Podemos usar a imagem de um emprestador que espera reaver o seu dinheiro. E grande parte dele vai desaparecer. Como é que isso vai acontecer? Pode haver governos em default a não conseguir pagar os seus compromissos, uma queda no mercado bolsista, uma crise no imobiliário, depositantes a perder as suas poupanças… Ou pode ser algo completamente diferente. Às vezes acontecem coisas estranhas. Não quero parecer alarmista, nem estou a ser pessimista só porque sim. É difícil perceber como podemos mudar para outra coisa de forma pacífica. Mesmo que fosse possível tomar decisões difíceis agora e manter esse rumo durante dez ou vinte anos, qual seria o político a assumir esse compromisso? A tendência é ir sempre empurrando com a barriga e o próximo que resolva o problema.

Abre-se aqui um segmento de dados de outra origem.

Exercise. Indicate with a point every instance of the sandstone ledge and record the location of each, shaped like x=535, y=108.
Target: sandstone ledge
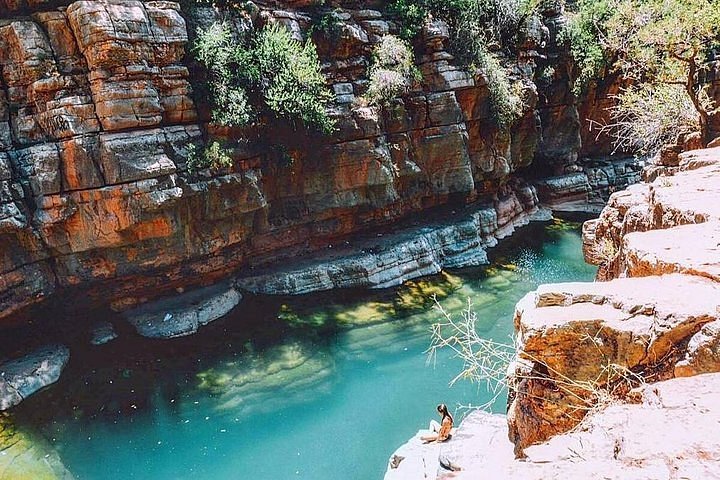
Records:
x=387, y=260
x=629, y=366
x=683, y=415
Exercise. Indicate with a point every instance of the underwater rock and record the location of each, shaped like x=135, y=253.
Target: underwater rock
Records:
x=102, y=333
x=26, y=456
x=21, y=377
x=183, y=314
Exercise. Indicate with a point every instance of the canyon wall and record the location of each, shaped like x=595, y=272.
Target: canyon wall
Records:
x=618, y=378
x=98, y=107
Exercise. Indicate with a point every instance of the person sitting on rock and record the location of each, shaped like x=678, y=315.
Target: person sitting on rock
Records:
x=442, y=429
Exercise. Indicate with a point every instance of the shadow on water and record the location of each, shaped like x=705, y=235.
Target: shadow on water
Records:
x=280, y=375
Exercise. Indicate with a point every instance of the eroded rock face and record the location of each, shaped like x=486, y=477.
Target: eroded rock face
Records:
x=97, y=113
x=640, y=230
x=24, y=376
x=393, y=258
x=668, y=432
x=653, y=318
x=576, y=340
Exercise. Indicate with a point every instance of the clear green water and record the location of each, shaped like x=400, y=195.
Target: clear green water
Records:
x=328, y=387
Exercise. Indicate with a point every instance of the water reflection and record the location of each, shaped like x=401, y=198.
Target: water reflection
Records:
x=321, y=386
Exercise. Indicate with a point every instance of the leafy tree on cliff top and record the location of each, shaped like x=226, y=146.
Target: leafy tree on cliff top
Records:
x=268, y=74
x=656, y=44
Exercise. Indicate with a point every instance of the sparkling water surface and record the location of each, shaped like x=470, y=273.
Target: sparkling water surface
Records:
x=323, y=386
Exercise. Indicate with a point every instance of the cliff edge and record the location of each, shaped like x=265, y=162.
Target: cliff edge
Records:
x=616, y=378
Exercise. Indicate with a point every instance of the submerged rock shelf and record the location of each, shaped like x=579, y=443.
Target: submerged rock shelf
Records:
x=583, y=347
x=390, y=259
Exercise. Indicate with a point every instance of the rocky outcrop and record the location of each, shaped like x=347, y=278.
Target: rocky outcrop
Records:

Uma última questão. De ouro e prata, o dinheiro evoluiu para as notas de papel, para cartões de crédito de plástico e agora temos as criptomoedas, que são apenas dados num servidor. O dinheiro está a tornar-se cada vez mais imaterial. Como vê o futuro? Acha que ainda vamos ter moedas e notas nas carteiras ou será tudo feito com um smartphone?

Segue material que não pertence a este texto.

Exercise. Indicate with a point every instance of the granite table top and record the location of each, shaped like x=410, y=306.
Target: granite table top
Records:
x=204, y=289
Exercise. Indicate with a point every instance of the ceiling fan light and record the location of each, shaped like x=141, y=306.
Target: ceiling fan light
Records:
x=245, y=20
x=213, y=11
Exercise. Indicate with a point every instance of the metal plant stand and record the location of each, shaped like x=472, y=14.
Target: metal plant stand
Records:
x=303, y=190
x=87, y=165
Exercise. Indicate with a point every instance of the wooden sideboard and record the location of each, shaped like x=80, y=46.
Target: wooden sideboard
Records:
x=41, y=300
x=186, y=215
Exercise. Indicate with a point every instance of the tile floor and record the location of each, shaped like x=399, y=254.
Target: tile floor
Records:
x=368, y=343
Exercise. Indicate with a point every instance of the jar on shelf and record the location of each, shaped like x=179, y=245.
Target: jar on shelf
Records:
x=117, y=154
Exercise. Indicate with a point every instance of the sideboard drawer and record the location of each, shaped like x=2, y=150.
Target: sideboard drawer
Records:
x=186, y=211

As coisas parecem caminhar para aí, o dinheiro está a tornar-se cada vez mais intangível, e isso tem benefícios. Mas quanto mais abstrato se torna, mais difícil é de controlar. Há dados que mostram que quando se usa Apple Pay ou métodos de pagamento desse tipo, acaba-se por gastar mais, porque nem parece que estamos a gastar dinheiro. Podemos tentar contrariar essa tendência nas nossas vidas, e pessoalmente espero que haja sempre a possibilidade de usar dinheiro vivo. Mas as pessoas, de uma forma geral, estão a escolher estas outras formas porque lhes dá mais jeito. Para o bem e para o mal, a tendência é essa. E no nível macro isso também está a acontecer. Os bancos centrais costumavam mandar carregamentos de ouro uns para os outros para fazerem pagamentos entre si e hoje são apenas números num ecrã.